Maxwell dismissed suggestions that the high number of Celtic players and staff who have been forced to enter quarantine proved there had been breaches of regulations in Dubai.

“It doesn’t,” he said. “The reason I say that is when I look at the (Scotland) under-21s. If you have one positive case on a bus, for example, public health guidance knocks out two rows in front and two rows behind.

“If you have a positive case on a plane they knock out two rows in front and two rows behind. And what I mean by knock out is they identify everyone in those seats as close contacts and they are forced to self-isolate. This is the challenge we are seeing on a regular basis in terms of travel.”

Maxwell declined to offer an opinion on whether Celtic should have travelled to Dubai. “From a permission perspective, they asked in November through our competitions department, who are in touch with the Scottish government, that they wanted to go to Dubai for a period of time,” he said.

“If clubs have done something that’s successful then they want to continue to do that. So I can understand why from a preparation perspective why they wanted to go.

“There’s then the perception issue. Is it right at this point of time that they followed through on that? There’s been a huge amount of commentary on that. Everyone has an opinion on that and I’m sure that’s something that Celtic are reconsidering in light of the events that happened.

“If you look at our under-21s, we have seen the difficulties that are involved when you are traveling abroad on planes and buses and dining plans at hotels. It adds a level of risk that it probably makes sense that clubs don’t give themselves at this point in time.

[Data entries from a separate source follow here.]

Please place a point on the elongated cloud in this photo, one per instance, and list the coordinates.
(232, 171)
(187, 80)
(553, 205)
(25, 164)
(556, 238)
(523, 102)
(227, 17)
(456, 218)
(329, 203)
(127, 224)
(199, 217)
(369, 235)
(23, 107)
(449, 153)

“So there are two separate sides to it. Were they allowed to go? Technically, under the rules, yes, they were. They were given permission to go. Should they have gone? As I’ve said, that’s something that everyone has an opinion on and I’m sure Celtic are asking themselves that very question.”

Meanwhile, Maxwell admitted that the Scotland squad had been wrong to celebrate their Euro 2020 play-off final victory over Serbia in November with a conga in their Belgrade hotel afterwards.

“We were fortunate that we won a game that meant a huge amount to the country and we were under UEFA’s jurisdiction at that time,” he said. “We did something that technically isn’t in line with the protocols, but it got three million views on social media and everyone loved it. It’s just the perception that is a big challenge around this one.

“We were fortunate we had negative tests when we were there and we had negative tests when we came back. But it’s not something with hindsight that we should be doing or encouraging.”